Regarding Ukraine, today's State Department bureaucracy seems to be continuing the same anti-Moscow geopolitical strategy set during those Reagan-Bush years.
Robert Gates described the approach in his new memoir, Duty, explaining the view of President George H.W. Bush's Defense Secretary Dick Cheney: "When the Soviet Union was collapsing in late 1991, Dick wanted to see the dismantlement not only of the Soviet Union and the Russian empire but of Russia itself, so it could never again be a threat to the rest of the world."
Vice President Cheney and the neocons pursued a similar strategy during George W. Bush's presidency, expanding NATO aggressively to the east and backing anti-Russian regimes in the region including the hard-line Georgian government, which provoked a military confrontation with Moscow in 2008, ironically, during the Summer Olympics in China.
As President, Obama has sought a more cooperative relationship with Russia's Putin and, generally, a less belligerent approach toward adversarial countries. Obama has been supported by an inner circle at the White House with analytical assistance from some elements of the U.S. intelligence community.
But the neocon momentum at the State Department and from other parts of the U.S. government has continued in the direction set by George W. Bush's neocon administration and by neocon-lite Democrats who surrounded Secretary of State Clinton during Obama's first term.
The two competing currents of geopolitical thinking -- a less combative one from the White House and a more aggressive one from the foreign policy bureaucracy -- have often worked at cross-purposes. But Obama, with only a few exceptions, has been unwilling to confront the hardliners or even fully articulate his foreign policy vision publicly.
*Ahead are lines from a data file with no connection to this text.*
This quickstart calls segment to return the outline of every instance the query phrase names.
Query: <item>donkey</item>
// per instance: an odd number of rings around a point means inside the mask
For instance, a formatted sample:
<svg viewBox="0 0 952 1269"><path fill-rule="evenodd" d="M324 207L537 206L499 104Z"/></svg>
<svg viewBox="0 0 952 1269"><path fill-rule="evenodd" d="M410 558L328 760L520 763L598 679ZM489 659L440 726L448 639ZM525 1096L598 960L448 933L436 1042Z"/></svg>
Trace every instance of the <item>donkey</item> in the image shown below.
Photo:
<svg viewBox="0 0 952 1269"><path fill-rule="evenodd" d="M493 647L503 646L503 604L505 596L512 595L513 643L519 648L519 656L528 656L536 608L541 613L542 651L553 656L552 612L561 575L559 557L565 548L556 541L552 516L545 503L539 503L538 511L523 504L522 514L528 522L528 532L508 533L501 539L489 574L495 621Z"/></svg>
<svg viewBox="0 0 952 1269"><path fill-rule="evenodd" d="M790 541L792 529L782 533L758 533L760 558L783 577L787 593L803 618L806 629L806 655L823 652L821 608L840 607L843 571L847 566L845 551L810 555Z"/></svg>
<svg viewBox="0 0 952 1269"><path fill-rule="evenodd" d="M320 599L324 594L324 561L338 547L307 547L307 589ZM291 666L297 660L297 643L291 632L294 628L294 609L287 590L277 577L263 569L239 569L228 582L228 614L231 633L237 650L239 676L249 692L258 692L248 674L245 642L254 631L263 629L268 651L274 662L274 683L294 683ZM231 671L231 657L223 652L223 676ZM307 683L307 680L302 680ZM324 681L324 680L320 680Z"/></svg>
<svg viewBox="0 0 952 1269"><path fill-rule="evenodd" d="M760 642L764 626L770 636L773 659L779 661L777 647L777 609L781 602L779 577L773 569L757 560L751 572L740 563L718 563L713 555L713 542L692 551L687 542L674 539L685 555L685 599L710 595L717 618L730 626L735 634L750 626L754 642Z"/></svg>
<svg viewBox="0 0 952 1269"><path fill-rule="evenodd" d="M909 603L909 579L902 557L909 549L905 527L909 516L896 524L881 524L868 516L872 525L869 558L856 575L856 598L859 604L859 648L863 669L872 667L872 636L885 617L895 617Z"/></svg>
For instance, Obama succumbed to the insistence of Gates, Clinton and Gen. David Petraeus to escalate the war in Afghanistan in 2009, though the President reportedly felt trapped into the decision which he soon regretted. In 2010, Obama backed away from a Brazilian-Turkish-brokered deal with Iran to curtail its nuclear program after Clinton denounced the arrangement and pushed for economic sanctions and confrontation as favored by the neocons and Israel.